Chuck Schuldiner’s metal legacy is not so easily forgotten. His numerous Death albums are still considered by many as some of the best material out there, and, especially on the band’s later work, it virtually impossible to say that his efforts are anything less than astounding. Since 1995, however, along with some of the members of The Sound of Perseverance lineup, and the addition of Steve DiGiorgio on bass, Chuck had been working on another project with a somewhat different bend: Control Denied. Only one album of theirs was released prior to his death, The Fragile Art of Existence, but its birth in 1999 has also been hailed by many as an incredibly important contribution to the furthering of the metal scene. Metal Mind’s rerelease of this album in 2008 is a continuation of the company’s push to educate us all in the classics of the genre from before the time of metalcore and the like.
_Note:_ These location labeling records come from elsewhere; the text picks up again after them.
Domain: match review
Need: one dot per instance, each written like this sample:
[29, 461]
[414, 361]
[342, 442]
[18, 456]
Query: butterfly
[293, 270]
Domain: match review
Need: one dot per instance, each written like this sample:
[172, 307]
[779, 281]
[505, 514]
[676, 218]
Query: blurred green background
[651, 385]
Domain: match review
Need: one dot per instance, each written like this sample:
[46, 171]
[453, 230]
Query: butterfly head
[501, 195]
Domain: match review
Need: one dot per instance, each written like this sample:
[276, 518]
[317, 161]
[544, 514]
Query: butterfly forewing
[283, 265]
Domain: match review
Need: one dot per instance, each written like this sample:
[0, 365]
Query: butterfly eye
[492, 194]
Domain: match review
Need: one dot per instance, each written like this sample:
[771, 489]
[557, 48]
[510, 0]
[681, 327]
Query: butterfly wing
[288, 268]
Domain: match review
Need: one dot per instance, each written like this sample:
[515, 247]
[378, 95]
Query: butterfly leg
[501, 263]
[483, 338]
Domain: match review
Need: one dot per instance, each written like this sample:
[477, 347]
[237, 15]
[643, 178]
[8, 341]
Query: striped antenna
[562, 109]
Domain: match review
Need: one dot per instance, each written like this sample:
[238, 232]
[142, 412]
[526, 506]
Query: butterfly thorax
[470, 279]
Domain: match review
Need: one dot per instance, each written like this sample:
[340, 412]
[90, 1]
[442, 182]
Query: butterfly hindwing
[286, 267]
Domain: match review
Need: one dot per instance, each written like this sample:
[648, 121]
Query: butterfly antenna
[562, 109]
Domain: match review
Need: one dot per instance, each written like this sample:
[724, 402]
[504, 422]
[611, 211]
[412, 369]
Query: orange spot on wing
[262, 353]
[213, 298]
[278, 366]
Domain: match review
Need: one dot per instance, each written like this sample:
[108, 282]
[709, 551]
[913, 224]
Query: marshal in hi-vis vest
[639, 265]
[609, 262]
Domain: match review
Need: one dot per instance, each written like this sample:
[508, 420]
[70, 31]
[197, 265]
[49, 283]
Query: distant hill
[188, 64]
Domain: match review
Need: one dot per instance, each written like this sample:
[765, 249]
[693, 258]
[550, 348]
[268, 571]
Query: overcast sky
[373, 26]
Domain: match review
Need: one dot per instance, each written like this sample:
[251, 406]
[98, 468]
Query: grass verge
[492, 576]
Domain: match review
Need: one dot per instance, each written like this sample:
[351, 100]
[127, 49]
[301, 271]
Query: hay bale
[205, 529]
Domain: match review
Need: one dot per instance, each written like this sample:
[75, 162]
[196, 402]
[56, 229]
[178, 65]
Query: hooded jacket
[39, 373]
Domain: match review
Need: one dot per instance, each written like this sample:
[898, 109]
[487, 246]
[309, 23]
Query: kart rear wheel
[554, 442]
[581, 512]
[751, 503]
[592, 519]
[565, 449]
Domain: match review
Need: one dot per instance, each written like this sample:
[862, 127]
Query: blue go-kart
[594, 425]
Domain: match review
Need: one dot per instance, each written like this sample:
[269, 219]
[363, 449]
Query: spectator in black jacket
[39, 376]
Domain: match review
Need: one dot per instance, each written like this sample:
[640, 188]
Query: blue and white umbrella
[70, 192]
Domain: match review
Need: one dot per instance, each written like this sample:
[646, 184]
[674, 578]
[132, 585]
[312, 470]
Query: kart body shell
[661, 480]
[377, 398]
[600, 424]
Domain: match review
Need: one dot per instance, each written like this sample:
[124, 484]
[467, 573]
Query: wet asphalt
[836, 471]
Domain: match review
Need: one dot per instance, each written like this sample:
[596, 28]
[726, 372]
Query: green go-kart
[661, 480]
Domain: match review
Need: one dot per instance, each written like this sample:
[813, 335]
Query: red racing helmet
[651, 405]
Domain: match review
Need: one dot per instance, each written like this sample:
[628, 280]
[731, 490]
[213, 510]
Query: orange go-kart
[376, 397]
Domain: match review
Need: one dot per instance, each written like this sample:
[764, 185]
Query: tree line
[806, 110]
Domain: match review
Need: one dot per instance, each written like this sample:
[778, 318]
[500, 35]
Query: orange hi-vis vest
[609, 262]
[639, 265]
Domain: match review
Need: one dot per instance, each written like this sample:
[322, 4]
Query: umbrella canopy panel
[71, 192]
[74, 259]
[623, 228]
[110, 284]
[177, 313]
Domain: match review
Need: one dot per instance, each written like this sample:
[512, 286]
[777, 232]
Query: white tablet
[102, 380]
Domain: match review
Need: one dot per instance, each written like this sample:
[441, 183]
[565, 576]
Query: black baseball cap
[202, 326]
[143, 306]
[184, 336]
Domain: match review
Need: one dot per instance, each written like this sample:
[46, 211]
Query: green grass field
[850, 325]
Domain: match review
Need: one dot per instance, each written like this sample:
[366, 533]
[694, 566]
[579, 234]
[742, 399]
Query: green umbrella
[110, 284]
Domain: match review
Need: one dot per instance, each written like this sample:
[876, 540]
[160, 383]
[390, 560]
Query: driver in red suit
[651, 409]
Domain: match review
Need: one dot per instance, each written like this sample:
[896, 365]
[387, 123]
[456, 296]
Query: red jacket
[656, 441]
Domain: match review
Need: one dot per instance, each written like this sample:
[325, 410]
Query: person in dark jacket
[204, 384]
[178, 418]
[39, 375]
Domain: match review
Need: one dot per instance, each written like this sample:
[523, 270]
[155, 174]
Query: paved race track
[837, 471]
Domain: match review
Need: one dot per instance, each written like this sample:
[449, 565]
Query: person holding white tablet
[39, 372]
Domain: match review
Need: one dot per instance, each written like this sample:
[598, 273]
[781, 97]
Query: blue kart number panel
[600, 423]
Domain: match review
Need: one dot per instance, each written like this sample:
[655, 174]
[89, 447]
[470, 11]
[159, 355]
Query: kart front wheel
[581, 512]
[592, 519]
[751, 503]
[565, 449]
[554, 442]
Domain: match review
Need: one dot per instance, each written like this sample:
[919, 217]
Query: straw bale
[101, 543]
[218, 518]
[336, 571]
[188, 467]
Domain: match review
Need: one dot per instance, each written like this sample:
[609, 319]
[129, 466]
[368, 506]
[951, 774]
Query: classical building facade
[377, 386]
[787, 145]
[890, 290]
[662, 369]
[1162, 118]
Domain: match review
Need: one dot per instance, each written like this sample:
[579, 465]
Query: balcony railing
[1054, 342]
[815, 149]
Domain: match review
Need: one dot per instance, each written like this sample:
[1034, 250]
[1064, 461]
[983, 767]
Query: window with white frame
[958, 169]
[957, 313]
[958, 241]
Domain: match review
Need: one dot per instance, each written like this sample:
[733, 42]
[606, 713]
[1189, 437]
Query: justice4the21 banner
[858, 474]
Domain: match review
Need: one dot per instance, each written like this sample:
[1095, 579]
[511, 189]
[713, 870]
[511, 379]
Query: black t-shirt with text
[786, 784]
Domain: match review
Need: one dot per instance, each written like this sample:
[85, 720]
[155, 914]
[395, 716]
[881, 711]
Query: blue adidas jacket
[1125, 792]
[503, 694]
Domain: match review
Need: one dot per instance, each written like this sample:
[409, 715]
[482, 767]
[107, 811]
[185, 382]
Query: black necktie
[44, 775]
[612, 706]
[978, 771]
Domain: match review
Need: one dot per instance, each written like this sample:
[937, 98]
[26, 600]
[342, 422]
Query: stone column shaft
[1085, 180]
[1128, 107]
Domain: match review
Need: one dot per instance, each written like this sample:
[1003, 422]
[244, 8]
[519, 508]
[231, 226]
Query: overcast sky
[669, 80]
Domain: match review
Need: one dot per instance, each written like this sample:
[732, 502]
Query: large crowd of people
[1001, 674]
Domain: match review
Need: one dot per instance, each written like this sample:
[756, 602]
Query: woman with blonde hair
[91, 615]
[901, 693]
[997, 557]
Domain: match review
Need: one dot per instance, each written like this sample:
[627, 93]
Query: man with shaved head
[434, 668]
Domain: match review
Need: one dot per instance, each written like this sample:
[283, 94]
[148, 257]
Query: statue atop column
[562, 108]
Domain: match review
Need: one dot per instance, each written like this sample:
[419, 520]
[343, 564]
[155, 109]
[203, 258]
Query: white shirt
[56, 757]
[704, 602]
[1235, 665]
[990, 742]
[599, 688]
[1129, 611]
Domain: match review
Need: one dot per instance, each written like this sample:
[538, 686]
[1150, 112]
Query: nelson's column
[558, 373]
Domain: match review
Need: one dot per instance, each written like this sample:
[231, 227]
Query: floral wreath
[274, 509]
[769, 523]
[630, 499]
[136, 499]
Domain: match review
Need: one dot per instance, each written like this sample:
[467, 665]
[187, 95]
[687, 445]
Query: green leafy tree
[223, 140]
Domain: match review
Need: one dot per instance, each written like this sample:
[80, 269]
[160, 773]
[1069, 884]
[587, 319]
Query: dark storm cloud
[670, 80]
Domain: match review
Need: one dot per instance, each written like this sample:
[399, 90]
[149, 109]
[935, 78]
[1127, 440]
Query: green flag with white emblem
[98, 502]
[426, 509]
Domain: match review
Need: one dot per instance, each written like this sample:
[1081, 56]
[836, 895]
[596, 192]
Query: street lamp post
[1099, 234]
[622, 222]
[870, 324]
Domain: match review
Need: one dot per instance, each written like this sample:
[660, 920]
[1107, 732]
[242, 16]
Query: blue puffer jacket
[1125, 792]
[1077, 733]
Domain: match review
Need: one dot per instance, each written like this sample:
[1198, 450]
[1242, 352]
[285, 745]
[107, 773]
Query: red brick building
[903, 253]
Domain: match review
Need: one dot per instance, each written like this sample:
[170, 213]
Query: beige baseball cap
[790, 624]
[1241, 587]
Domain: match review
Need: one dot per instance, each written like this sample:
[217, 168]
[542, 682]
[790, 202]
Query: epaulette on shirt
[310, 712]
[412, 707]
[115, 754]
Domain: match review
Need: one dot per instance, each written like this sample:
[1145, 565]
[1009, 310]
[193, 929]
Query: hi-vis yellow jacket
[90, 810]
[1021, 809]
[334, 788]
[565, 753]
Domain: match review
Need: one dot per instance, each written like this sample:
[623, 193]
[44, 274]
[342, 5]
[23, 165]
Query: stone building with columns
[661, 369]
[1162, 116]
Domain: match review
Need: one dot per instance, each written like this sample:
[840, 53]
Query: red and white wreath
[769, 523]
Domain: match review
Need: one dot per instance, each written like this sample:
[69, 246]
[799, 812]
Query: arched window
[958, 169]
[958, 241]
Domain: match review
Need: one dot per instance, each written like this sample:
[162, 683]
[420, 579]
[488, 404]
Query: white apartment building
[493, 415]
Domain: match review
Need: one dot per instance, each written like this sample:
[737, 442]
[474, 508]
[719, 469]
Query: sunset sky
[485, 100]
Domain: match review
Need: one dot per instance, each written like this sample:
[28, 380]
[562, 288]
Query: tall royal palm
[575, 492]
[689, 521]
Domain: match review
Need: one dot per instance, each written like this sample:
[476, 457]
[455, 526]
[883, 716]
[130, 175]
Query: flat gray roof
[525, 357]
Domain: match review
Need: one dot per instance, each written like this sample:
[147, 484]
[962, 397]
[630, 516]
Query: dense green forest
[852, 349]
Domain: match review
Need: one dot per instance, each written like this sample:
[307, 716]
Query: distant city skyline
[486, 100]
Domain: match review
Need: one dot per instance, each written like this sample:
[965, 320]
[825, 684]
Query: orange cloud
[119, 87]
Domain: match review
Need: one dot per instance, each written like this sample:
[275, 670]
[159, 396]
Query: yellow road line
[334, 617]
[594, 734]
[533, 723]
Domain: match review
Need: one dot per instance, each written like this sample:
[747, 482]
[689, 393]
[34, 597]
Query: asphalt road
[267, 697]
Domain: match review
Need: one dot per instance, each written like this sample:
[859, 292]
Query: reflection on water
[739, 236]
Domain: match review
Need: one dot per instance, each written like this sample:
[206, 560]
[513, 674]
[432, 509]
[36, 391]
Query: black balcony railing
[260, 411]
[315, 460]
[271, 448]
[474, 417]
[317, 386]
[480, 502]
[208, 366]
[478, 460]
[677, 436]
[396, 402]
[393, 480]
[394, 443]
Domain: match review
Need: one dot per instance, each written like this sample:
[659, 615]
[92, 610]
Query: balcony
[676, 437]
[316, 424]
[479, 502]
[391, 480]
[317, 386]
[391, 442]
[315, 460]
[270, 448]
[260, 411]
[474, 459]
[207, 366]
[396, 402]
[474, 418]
As you might expect, since The Fragile Art of Existence has three members of the last Death lineup and was all written by Mr. Schuldiner, much of the music has a strong resemblance to that on The Sound of Perseverance. The easiest differences to pick out are Steve’s (as always) awesome and chaotic use of the fretless bass, and the less direct, progressive songwriting structure. The vocals on this album are handled by Pharaoh’s Tim Aymar. They’re primarily sung and work to transform Control denied into a progressive metal beast, with a power metal bend. The resulting music is very much like latter day Death-meets-Spiral Architect with a hint of Nevermore. The whole album is awe-inspiring if you can handle the prog sound, as its full of Chuck-signature riffs and virtuoso musicianship. Though I personally prefer Death’s last few albums to Control Denied, there’s really no reason to look the proverbial gift horse in the mouth, as The Fragile Art of Existence is still very much one of Chuck’s metal masterpieces.